The United States of America has reaffirmed its commitment to increase trade with Africa after it emerged that imports to the continent have fallen by 32% over the past 5 years.
This, among other issues were addressed at the just-concluded US-AFRICA Business Summit, a high profile event featuring representatives from both continents that was held in Maputo, Mozambique.
A high profile US Government delegation was led by US Deputy Secretary of Commerce, Karen Dunn Kelley, and included the US Agency for International Development (USAID) Administrator, Assistant Secretary of State for Africa, Head of the US Trade and Development Agency (TDA), Overseas Private Investment Corporation (OPIC) Senior VP for Africa, and Assistant US Trade Representative for Africa, among the more than 100 senior USG officials from 8 agencies.
They were joined by more than 1,000 attendees.
In her keynote remarks, Deputy Secretary Kelley spoke of the U.S. commitment to ensure that trade between America and Africa was mutually beneficial.
“US exports to Africa have decreased by 32% from their 2014 high. And we want to work with you to better understand how to reverse this trend,” Kelley told delegates at the conference.
She announced the outline of a new US Administration initiative dubbed ‘Prosper Africa, which was officially rolled out at the Summit.

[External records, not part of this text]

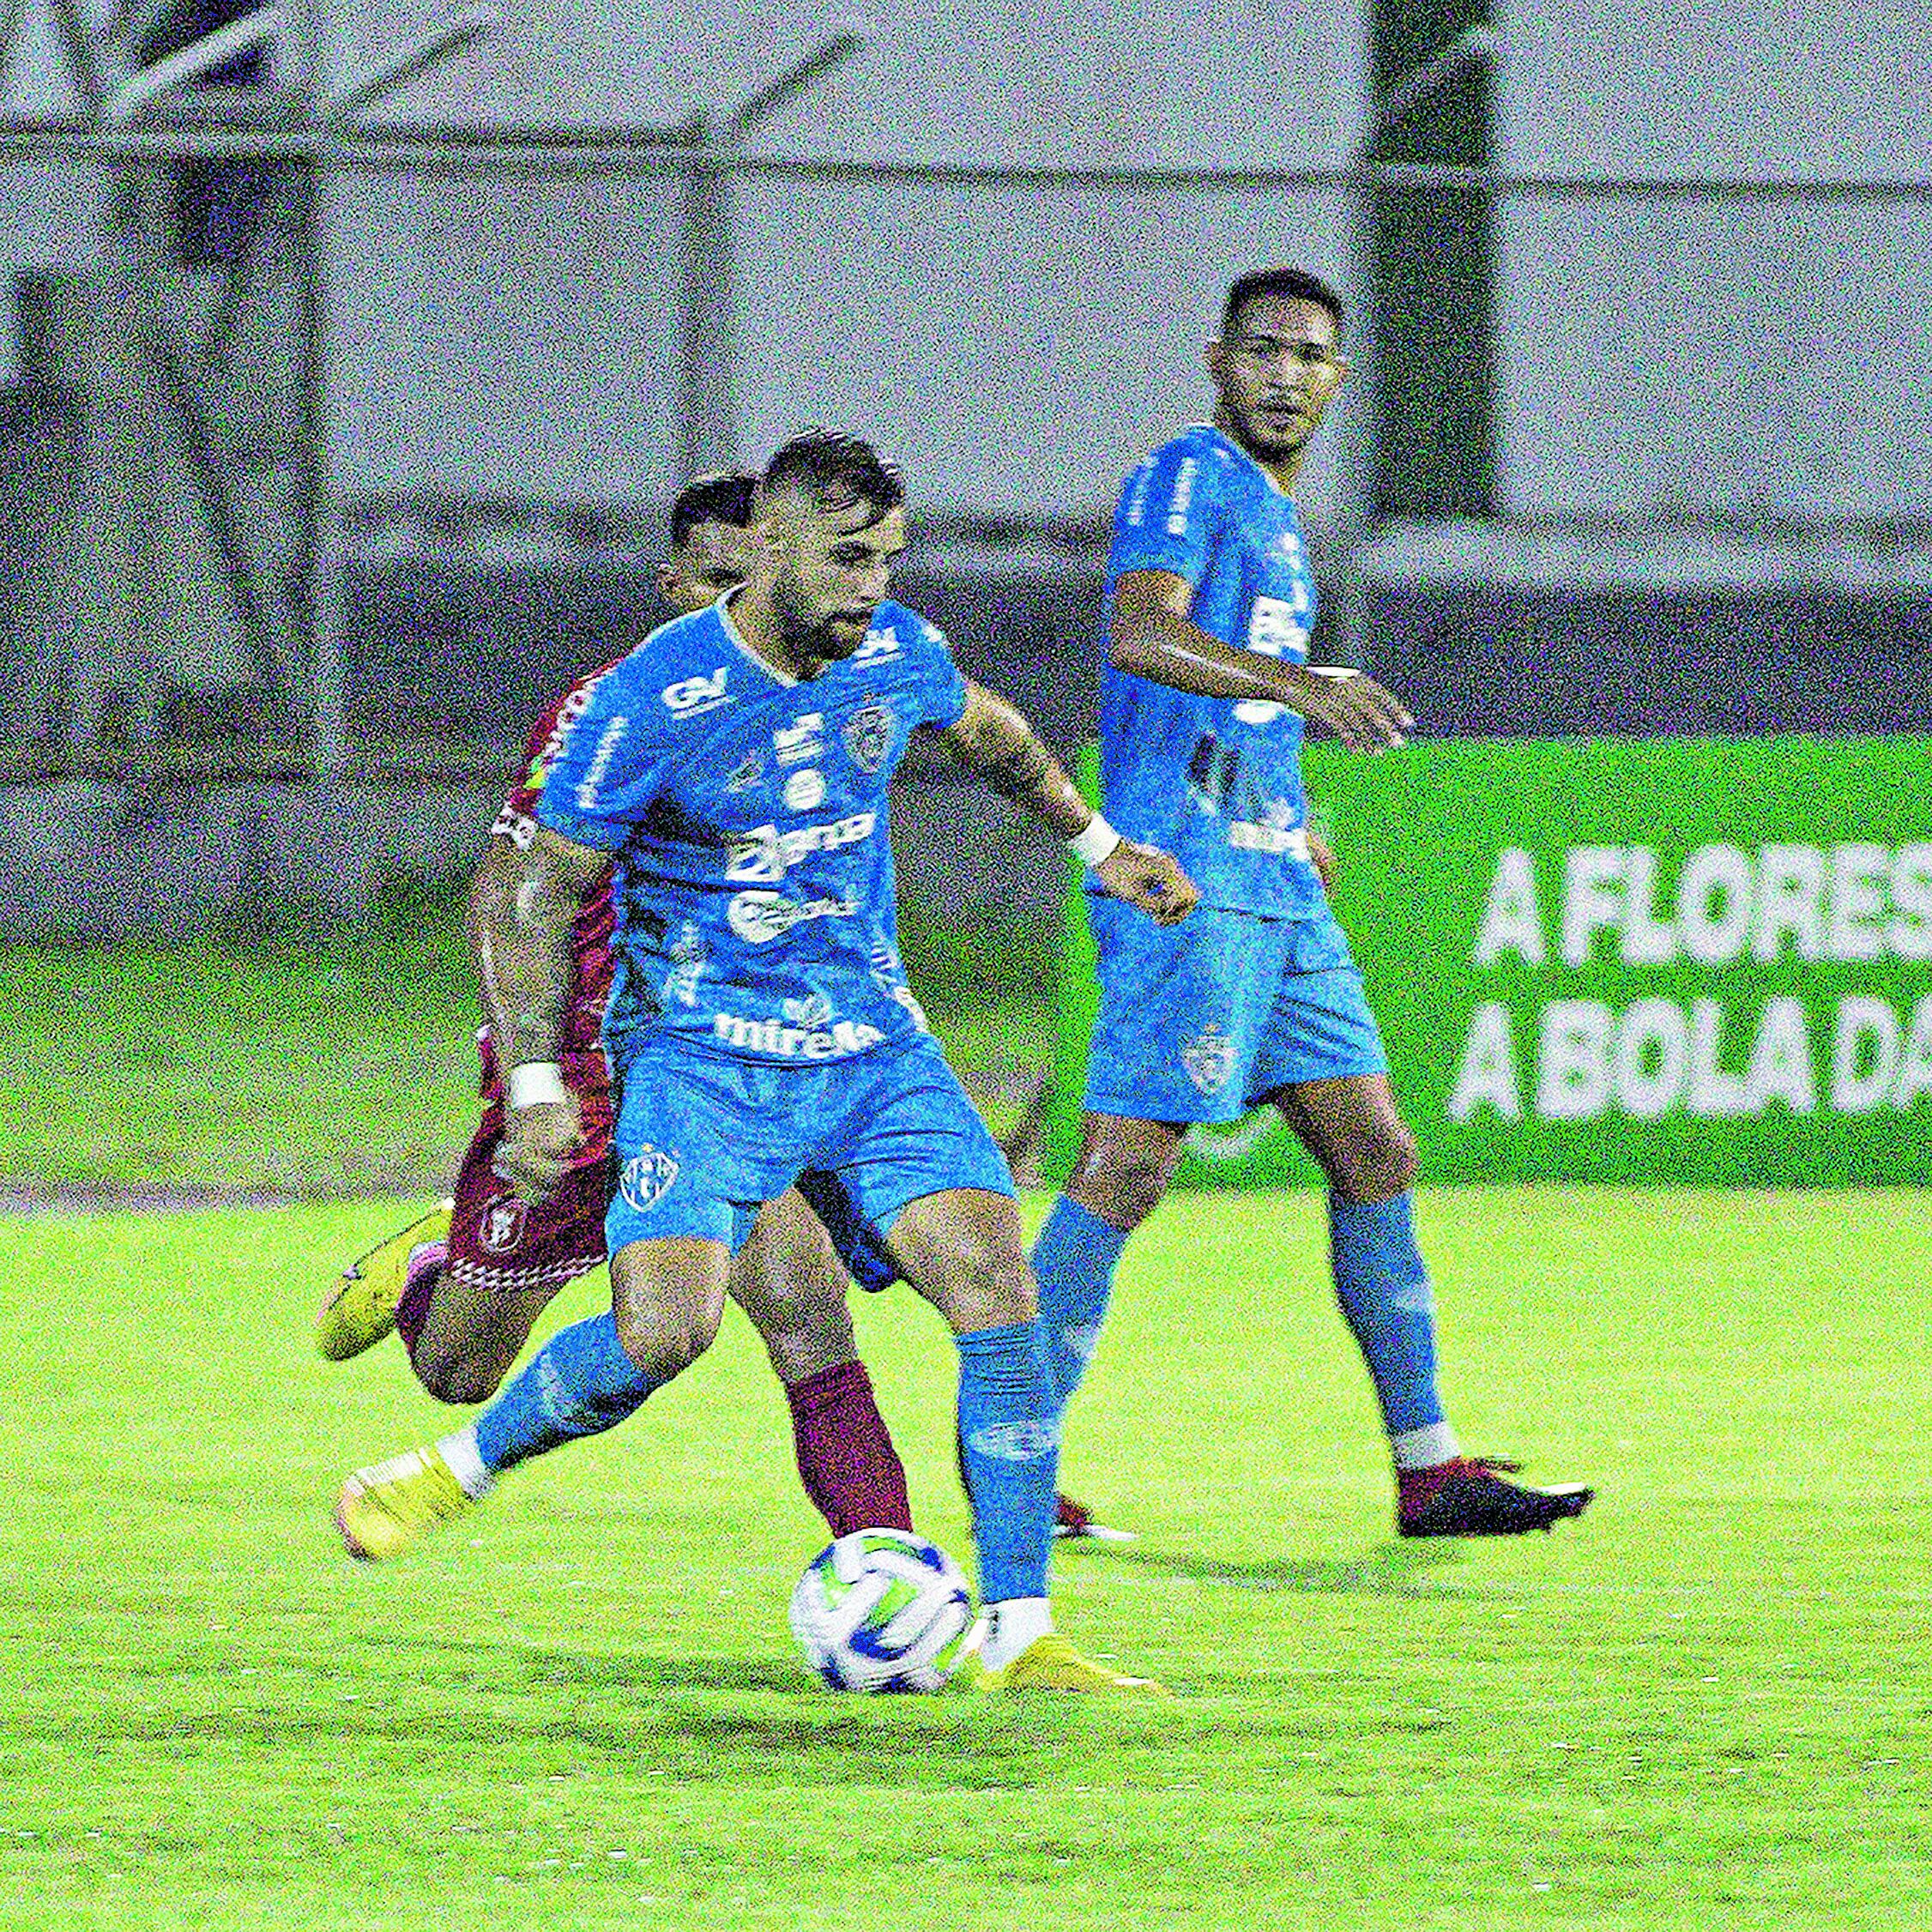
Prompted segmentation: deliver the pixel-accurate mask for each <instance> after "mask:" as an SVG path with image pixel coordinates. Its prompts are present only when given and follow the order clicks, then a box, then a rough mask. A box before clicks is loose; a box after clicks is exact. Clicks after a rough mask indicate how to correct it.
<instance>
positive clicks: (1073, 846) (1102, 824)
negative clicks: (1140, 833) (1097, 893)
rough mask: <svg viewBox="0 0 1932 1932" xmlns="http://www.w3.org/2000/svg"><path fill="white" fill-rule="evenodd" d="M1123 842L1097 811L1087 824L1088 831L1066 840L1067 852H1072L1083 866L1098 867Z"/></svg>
mask: <svg viewBox="0 0 1932 1932" xmlns="http://www.w3.org/2000/svg"><path fill="white" fill-rule="evenodd" d="M1119 842H1121V835H1119V833H1117V831H1115V829H1113V827H1111V825H1109V823H1107V821H1105V819H1103V817H1101V815H1099V813H1097V811H1095V813H1094V817H1092V819H1088V823H1086V831H1080V833H1074V835H1072V838H1068V840H1066V850H1068V852H1072V856H1074V858H1076V860H1080V864H1082V866H1097V864H1099V862H1101V860H1103V858H1107V856H1109V854H1111V852H1113V848H1115V846H1117V844H1119Z"/></svg>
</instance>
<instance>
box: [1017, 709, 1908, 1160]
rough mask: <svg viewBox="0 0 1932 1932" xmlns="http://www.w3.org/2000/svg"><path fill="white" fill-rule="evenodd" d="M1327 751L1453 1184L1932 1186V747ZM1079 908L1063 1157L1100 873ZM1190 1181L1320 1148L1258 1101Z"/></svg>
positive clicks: (1375, 958)
mask: <svg viewBox="0 0 1932 1932" xmlns="http://www.w3.org/2000/svg"><path fill="white" fill-rule="evenodd" d="M1306 769H1308V784H1310V796H1312V800H1314V811H1316V819H1318V823H1321V825H1323V827H1325V829H1327V833H1329V837H1331V840H1333V844H1335V848H1337V852H1339V856H1341V881H1339V887H1337V893H1335V908H1337V914H1339V918H1341V920H1343V925H1345V927H1347V929H1349V933H1350V941H1352V945H1354V952H1356V960H1358V964H1360V966H1362V972H1364V978H1366V981H1368V991H1370V999H1372V1005H1374V1007H1376V1012H1378V1018H1379V1022H1381V1028H1383V1036H1385V1043H1387V1049H1389V1061H1391V1072H1393V1078H1395V1086H1397V1092H1399V1094H1401V1095H1403V1099H1405V1111H1406V1115H1408V1121H1410V1126H1412V1128H1414V1132H1416V1140H1418V1144H1420V1150H1422V1165H1424V1171H1426V1173H1428V1175H1430V1177H1432V1179H1435V1180H1513V1179H1542V1180H1619V1182H1629V1180H1638V1182H1644V1180H1654V1182H1665V1180H1667V1182H1675V1184H1725V1186H1731V1184H1752V1186H1772V1184H1781V1186H1804V1184H1826V1182H1839V1184H1880V1182H1882V1184H1891V1186H1897V1184H1915V1182H1917V1184H1922V1182H1932V784H1928V779H1932V740H1928V738H1920V736H1893V738H1841V740H1822V738H1804V736H1766V738H1750V740H1737V738H1733V740H1721V738H1681V740H1652V742H1642V740H1621V742H1617V740H1555V742H1522V740H1517V742H1509V740H1492V742H1463V744H1412V746H1408V748H1406V750H1405V752H1401V753H1393V755H1387V757H1378V759H1364V757H1350V755H1347V753H1343V752H1341V750H1337V748H1333V746H1312V748H1310V755H1308V761H1306ZM1086 779H1088V784H1092V782H1094V781H1095V761H1094V757H1092V755H1090V757H1088V759H1086ZM1066 931H1068V939H1066V954H1065V976H1063V1026H1061V1047H1059V1066H1057V1076H1055V1082H1053V1092H1051V1101H1049V1117H1047V1136H1045V1167H1047V1171H1049V1173H1051V1175H1055V1177H1065V1173H1066V1169H1068V1165H1070V1161H1072V1153H1074V1148H1076V1144H1078V1122H1080V1105H1082V1103H1080V1095H1082V1088H1084V1055H1086V1041H1088V1034H1090V1028H1092V1024H1094V1010H1095V993H1094V954H1092V941H1090V937H1088V929H1086V912H1084V896H1082V895H1080V893H1078V891H1076V893H1074V895H1072V902H1070V908H1068V929H1066ZM1180 1179H1182V1180H1184V1182H1186V1184H1194V1186H1279V1184H1285V1182H1296V1180H1298V1182H1306V1180H1312V1179H1314V1171H1312V1167H1310V1165H1308V1163H1306V1161H1304V1157H1302V1155H1300V1151H1298V1148H1296V1144H1294V1140H1293V1136H1291V1134H1289V1132H1287V1130H1285V1128H1283V1126H1281V1122H1279V1119H1277V1117H1275V1113H1273V1111H1271V1109H1258V1111H1256V1113H1254V1115H1250V1117H1248V1119H1246V1121H1242V1122H1236V1124H1233V1126H1229V1128H1196V1130H1194V1132H1192V1134H1190V1138H1188V1153H1186V1155H1184V1163H1182V1175H1180Z"/></svg>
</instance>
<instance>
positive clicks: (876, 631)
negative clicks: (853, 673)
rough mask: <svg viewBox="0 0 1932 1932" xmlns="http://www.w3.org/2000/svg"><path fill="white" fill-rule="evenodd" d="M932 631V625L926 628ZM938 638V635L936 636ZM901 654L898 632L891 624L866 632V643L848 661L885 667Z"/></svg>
mask: <svg viewBox="0 0 1932 1932" xmlns="http://www.w3.org/2000/svg"><path fill="white" fill-rule="evenodd" d="M925 628H927V630H931V624H927V626H925ZM935 636H937V634H935ZM898 653H900V643H898V632H896V630H893V626H891V624H881V626H879V628H877V630H867V632H866V641H864V643H862V645H860V647H858V649H856V651H854V653H852V655H850V657H848V659H846V663H848V665H883V663H887V661H891V659H895V657H898Z"/></svg>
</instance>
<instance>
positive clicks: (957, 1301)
mask: <svg viewBox="0 0 1932 1932" xmlns="http://www.w3.org/2000/svg"><path fill="white" fill-rule="evenodd" d="M889 1238H891V1244H893V1252H895V1256H896V1258H898V1262H900V1267H902V1269H904V1273H906V1279H908V1281H910V1283H912V1285H914V1289H918V1293H920V1294H923V1296H925V1300H929V1302H931V1304H933V1306H935V1308H937V1310H939V1312H941V1316H945V1320H947V1325H949V1327H951V1329H952V1339H954V1345H956V1349H958V1360H960V1379H958V1441H960V1451H962V1461H964V1464H966V1493H968V1497H970V1501H972V1515H974V1536H976V1540H978V1546H980V1598H981V1602H983V1604H985V1613H987V1631H985V1638H983V1640H981V1644H980V1669H981V1677H980V1681H981V1685H983V1687H985V1689H1001V1690H1003V1689H1014V1690H1155V1692H1157V1690H1159V1689H1161V1687H1159V1685H1155V1683H1153V1681H1151V1679H1144V1677H1128V1675H1124V1673H1122V1671H1115V1669H1109V1667H1107V1665H1101V1663H1095V1662H1092V1660H1090V1658H1084V1656H1082V1654H1080V1652H1076V1650H1074V1648H1072V1644H1068V1642H1066V1638H1065V1636H1061V1633H1059V1631H1055V1627H1053V1607H1051V1600H1049V1596H1047V1561H1049V1551H1051V1546H1053V1511H1055V1476H1057V1472H1059V1395H1057V1391H1055V1387H1053V1372H1051V1368H1049V1364H1047V1347H1045V1335H1043V1331H1041V1325H1039V1320H1037V1314H1036V1310H1037V1298H1036V1291H1034V1281H1032V1269H1028V1265H1026V1250H1024V1244H1022V1236H1020V1213H1018V1206H1016V1204H1014V1200H1012V1196H1010V1194H1001V1192H993V1190H978V1188H952V1190H947V1192H941V1194H927V1196H922V1198H918V1200H914V1202H908V1204H906V1208H904V1209H902V1211H900V1213H898V1217H896V1219H895V1221H893V1227H891V1235H889Z"/></svg>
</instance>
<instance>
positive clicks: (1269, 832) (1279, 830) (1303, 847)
mask: <svg viewBox="0 0 1932 1932" xmlns="http://www.w3.org/2000/svg"><path fill="white" fill-rule="evenodd" d="M1227 842H1229V844H1231V846H1233V848H1235V850H1236V852H1275V854H1277V856H1279V854H1281V852H1293V854H1294V856H1296V858H1308V833H1306V831H1304V829H1302V827H1300V825H1262V823H1256V821H1254V819H1235V821H1233V823H1231V825H1229V829H1227Z"/></svg>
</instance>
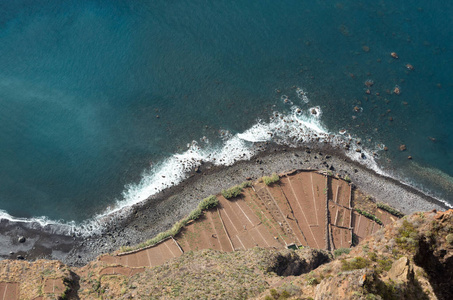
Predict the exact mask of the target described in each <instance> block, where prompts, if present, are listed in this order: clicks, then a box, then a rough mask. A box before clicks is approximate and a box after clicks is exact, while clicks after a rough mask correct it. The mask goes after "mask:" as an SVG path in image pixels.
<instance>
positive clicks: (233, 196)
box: [222, 185, 242, 199]
mask: <svg viewBox="0 0 453 300" xmlns="http://www.w3.org/2000/svg"><path fill="white" fill-rule="evenodd" d="M241 193H242V186H240V185H236V186H233V187H231V188H229V189H227V190H222V196H223V197H225V198H226V199H231V198H235V197H237V196H239V195H240V194H241Z"/></svg>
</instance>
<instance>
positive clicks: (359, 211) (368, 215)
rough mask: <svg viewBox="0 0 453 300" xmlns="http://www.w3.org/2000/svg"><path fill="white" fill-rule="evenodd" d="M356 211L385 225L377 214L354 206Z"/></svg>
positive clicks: (381, 224) (380, 224)
mask: <svg viewBox="0 0 453 300" xmlns="http://www.w3.org/2000/svg"><path fill="white" fill-rule="evenodd" d="M354 209H355V211H356V212H358V213H359V214H361V215H362V216H365V217H367V218H368V219H371V220H373V221H374V222H376V223H378V224H379V225H383V223H382V221H381V220H379V219H378V218H377V217H376V216H375V215H372V214H370V213H369V212H366V211H364V210H360V209H358V208H354Z"/></svg>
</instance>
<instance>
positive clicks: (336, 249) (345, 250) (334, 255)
mask: <svg viewBox="0 0 453 300" xmlns="http://www.w3.org/2000/svg"><path fill="white" fill-rule="evenodd" d="M350 251H351V248H338V249H335V250H334V251H333V255H334V256H335V258H337V257H338V256H340V255H342V254H343V253H346V254H349V252H350Z"/></svg>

USAID Administrator Mark Green later provided Summit delegates with more details on Prosper Africa including its goal to expand US-Africa trade, investment and commercial engagement by leveraging the resources and capabilities of many U.S. government agencies and creating deal teams supporting US private sector investments in Africa.
Throughout the Summit, delegates focused on the Summit theme, ‘Advancing A Resilient and Sustainable US-Africa Partnership’ by way of plenary sessions and panels that covered a range of sectors such as energy, health, infrastructure, consumer goods, and creative industries as well as topics including blended finance, franchising, sovereign wealth funds, and the business case for empowering women.
Taking place shortly after the African Continental Free Trade Area (AfCFTA) began implementation, the Summit was an opportunity for US and African CEOs, entrepreneurs and investors attending the Summit to explore opportunities in Africa’s $2.5 trillion GDP market, which is home to1.2 billion people.
“I encourage all delegates to use the Summit as a time to help shape the flourishing trade, investment and commercial partnership between the U.S. and Africa,” commented CCA President and CEO, Florizelle Liser.
She noted that African businesses could benefit from the Summit by taking advantage of the hundreds of US companies rarely present in such large numbers at a conference focused on Africa.